What does happen if a raid array fails (i.e. 2 disks fail and there's
no spare, or 1 spare and 3 disks fail etc.)? If it's not an important
array (i.e. no swap or root filesystem on it), is there a reason for
the system to go down? Isn't it possible to just mark the mounted
filesystem as erroneous and return EIO to applications accessing it?

There's also the case 1, using uml. In this case I'm sure there was
no problem with space. The sparse filesystem image file I used is
exactly 500'000'000 bytes, and there's 1675228 k free space on the
partition where it is put on.

Christian.

2003-06-13 20:08:20

by Oleg Drokin

[permalink] [raw]
Subject: Re: Lockups with loop'ed sparse files on reiserfs?

Hello!

On Fri, Jun 13, 2003 at 08:07:55PM +0200, Christian Jaeger wrote:

> >Any chance to hit say sysrq-T/sysrq-P to find out where CPU spins?
> I've never used those, I'll have to learn about those debugging
> options first. Where should I go to?

Read /usr/src/linux/Documentation/sysrq.txt

> Now the question is wbat happens if a partition is full.

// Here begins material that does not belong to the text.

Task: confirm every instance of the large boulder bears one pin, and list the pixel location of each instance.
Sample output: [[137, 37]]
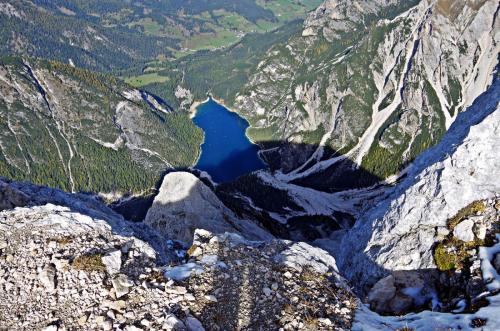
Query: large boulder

There were a known problem with reiserfs that it might sometimes
deadlock in out-of-space situation.
This is fixed in 2.4.21

> In fact I've seen this in kern.log (full log at
> http://pflanze.mine.nu/~chris/scratch/kern.log ):
> Jun 13 11:34:57 pflanze kernel: raid5: md0, not all disks are
> operational -- trying to recover array
> ...
> Jun 13 11:34:57 pflanze kernel: md0: resyncing spare disk [dev 07:07]
> to replace failed disk

This is raid5 stuff resyncing. Probably it is normal if you just
setup the raid5 array.

> What does happen if a raid array fails (i.e. 2 disks fail and there's
> no spare, or 1 spare and 3 disks fail etc.)? If it's not an important

Everything that will access this array will break, I presume ;)

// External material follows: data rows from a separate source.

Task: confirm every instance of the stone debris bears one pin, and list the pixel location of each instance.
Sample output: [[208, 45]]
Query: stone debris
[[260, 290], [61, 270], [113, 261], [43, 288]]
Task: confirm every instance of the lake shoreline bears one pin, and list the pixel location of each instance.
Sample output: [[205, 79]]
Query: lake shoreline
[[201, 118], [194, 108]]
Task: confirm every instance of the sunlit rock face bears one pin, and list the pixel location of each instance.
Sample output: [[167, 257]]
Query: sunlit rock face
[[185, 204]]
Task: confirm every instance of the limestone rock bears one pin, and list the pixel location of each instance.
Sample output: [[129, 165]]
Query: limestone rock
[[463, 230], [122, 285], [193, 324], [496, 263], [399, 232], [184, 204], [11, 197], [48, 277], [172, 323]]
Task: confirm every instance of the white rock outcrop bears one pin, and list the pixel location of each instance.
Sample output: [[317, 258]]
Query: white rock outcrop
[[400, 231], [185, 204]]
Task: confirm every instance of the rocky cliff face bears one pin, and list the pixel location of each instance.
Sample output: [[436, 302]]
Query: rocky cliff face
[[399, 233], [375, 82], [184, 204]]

> array (i.e. no swap or root filesystem on it), is there a reason for
> the system to go down? Isn't it possible to just mark the mounted
> filesystem as erroneous and return EIO to applications accessing it?

Something like that will happen.

> There's also the case 1, using uml. In this case I'm sure there was
> no problem with space. The sparse filesystem image file I used is
> exactly 500'000'000 bytes, and there's 1675228 k free space on the
> partition where it is put on.

Ok, that's where sysrq-T/sysrq-P traceswould be most useful.
And if you'd try with 2.4.21 that would be even better.

Thank you.

Bye,
Oleg

2003-06-14 22:57:07

by Christian Jaeger

[permalink] [raw]
Subject: Re: Lockups with loop'ed sparse files on reiserfs?

At 0:22 Uhr +0400 14.06.2003, Oleg Drokin wrote:
>Read /usr/src/linux/Documentation/sysrq.txt

Done, new kernels now compiled with CONFIG_MAGIC_SYSRQ.

>There were a known problem with reiserfs that it might sometimes
>deadlock in out-of-space situation.
>This is fixed in 2.4.21

Good to know.

> > There's also the case 1, using uml. In this case I'm sure there was
>> no problem with space. The sparse filesystem image file I used is
> > exactly 500'000'000 bytes, and there's 1675228 k free space on the
> > partition where it is put on.
>
>Ok, that's where sysrq-T/sysrq-P traceswould be most useful.
>And if you'd try with 2.4.21 that would be even better.

I've now compiled 2.4.21 from kernel.org with skas3 from debian, as
well as 2.4.21 with grsecurity (from grsecurity.net, with medium
setting) and skas3, and tried uml again with the same sparse image
multiple times under both. I haven't managed to lock the machine up
to now even while installing quite some stuff, so maybe the problem
is already solved. If not, I'll tell you when it happens again. (I
think I'll run 2.4.21-grsec-skas3 for the near future now.)

Thanks for your help
Christian.